CHAPTER 20

3K 346 26
                                    

"Apa ini?" Aku menerima sebuah amplop yang diberikan oleh Pendeta Agung Rennaisance begitu aku menemuinya di ruangannya yang sederhana.

Pendeta Agung Rennaisance tersenyum. "Buka saja."

Dengan alis terangkat sebelah, aku pun membuka amplop tersebut dan mengeluarkan secarik kertas. Aku membaca kata demi kata yang tertera disana. Mataku membulat begitu aku menangkap apa isinya. "Saya ... sudah boleh terjun keluar?"

Pendeta Agung Rennaisance mengangguk. "Benar. Itulah keuntungan yang didapat oleh seseorang yang mendapat peringkat satu saat tes Pendeta Pertahanan kemarin. Kalau kau berhasil menyelesaikan misi pertamamu dan hasilnya memuaskan, kau sudah sepenuhnya boleh terjun keluar lebih dulu dari anak-anak seangkatanmu. Tapi jika gagal, kau akan tetap sama seperti anak-anak lainnya, menunggu sebulan di kuil ini."

Aku memandang kertas itu tak percaya. "Apa saya sudah mendapat misi?"

"Belum.
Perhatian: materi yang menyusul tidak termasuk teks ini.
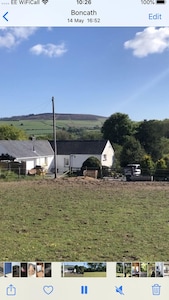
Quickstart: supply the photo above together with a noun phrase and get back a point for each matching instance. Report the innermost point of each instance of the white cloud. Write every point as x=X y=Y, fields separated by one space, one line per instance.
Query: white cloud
x=150 y=40
x=49 y=50
x=11 y=37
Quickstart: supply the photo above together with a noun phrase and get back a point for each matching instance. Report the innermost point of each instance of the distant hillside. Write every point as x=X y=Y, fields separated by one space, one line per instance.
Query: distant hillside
x=49 y=116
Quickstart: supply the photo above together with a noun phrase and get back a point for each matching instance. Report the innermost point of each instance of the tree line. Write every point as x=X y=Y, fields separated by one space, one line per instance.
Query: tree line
x=145 y=142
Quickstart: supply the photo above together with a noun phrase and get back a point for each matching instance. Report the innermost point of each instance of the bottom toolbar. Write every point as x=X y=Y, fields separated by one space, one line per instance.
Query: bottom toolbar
x=73 y=280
Misi yang lain masih bisa ditangani pendeta lainnya. Aku akan memanggilmu lagi ketika kau mendapat misi yang cocok untukmu."
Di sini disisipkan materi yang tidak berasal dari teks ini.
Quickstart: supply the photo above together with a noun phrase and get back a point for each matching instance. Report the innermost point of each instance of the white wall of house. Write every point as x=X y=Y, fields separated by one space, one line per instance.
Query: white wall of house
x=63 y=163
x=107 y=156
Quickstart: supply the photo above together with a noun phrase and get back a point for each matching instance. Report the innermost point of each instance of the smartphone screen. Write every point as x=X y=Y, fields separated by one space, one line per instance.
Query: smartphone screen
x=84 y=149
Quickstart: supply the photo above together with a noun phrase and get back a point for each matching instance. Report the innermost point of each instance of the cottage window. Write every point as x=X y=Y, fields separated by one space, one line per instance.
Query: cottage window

Senyumku mengembang. Aku tak bisa menahan rasa kegembiraan yang meluap ini. Akhirnya! "Terima kasih, Pendeta Agung! Oh, ngomong-ngomong ... apa anda tahu kejadian tadi malam?"

"Ya. Kudengar kau ada disana juga, 'kan?"
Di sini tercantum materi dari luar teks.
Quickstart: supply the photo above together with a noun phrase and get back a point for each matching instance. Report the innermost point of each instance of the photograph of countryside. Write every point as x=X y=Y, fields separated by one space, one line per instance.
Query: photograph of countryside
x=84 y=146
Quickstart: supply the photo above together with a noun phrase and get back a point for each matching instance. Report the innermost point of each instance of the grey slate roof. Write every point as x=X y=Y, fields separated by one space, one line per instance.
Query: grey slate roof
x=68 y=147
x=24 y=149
"Benar. Apa anda sudah menemukan sesuatu, seperti efek samping atau semacamnya?"

"Aku sudah mengirim beberapa pendeta untuk melihat situasi ke beberapa tempat, tapi aku belum mendapatkan hasilnya," Pendeta Agung Rennaisance menghela napas. "Semoga tidak ada sesuatu yang buruk yang terjadi."

Aku mengangguk. "Semoga saja. Kalau begitu, saya kembali ke kelas dulu. Terima kasih sebelumnya untuk informasinya."

Pendeta Agung Rennaisance tersenyum hangat. "Sama-sama."

Aku membalikkan tubuhku ketika Pendeta Agung Rennaisance tiba-tiba memanggilku lagi.

"Erios."

Aku menolehkan kepalaku. "Ada apa, Pendeta Agung?"

Lagi, senyum lembut Pendeta Agung Rennaisance seperti angin musim semi yang hangat. "Aku tahu kau anak yang baik."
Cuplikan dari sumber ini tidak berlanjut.